Since the post-crisis trough of major stock indexes, companies have binged on themselves. According to Thomson Reuters data, boards of US companies have given the go-ahead to slurp $1.4 trillion of their own shares out of the market during the last four years. Over the same span, the amount of new stock issuance, either by way of initial public offerings or follow-on sales, only adds up to about $820 billion.
The buyback boom signals a dearth of sensible investment opportunities and transfers the onus of finding them from chief executives to fund managers. Stock repurchases generally mean companies don't think capital expenditures or takeovers will deliver the same level of returns as shrinking their share counts. The belief is so pervasive that even those who have failed spectacularly with the strategy in the past - buying high and selling low - are trying it again.
The return of so much cash occurring simultaneously with the elimination of so much stock not only drives up prices but also reduces choices. Combined with the cheap liquidity provided by central banks, the phenomenon creates rising demand for new equities. Investors have, for example, lapped up highly indebted IPOs from the likes of satellite operator Intelsat and theme park operator SeaWorld as well as risky ventures like Russian payment system Qiwi.

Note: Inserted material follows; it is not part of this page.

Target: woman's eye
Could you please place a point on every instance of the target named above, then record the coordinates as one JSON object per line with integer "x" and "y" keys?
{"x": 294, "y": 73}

It's no wonder Leon Black says Apollo Global is "selling everything that is not nailed down." The buyout firm this week filed to take Claire's public despite the specialty retailer carrying debt of over seven times adjusted Ebitda. Nearly a dozen new stocks were debuting in New York this week. Perfumer Coty is on deck. Neiman Marcus and Ares Management are among those seen getting ready to go public. It'll take all those and then some to fill the gap created by share-cannibals like Apple.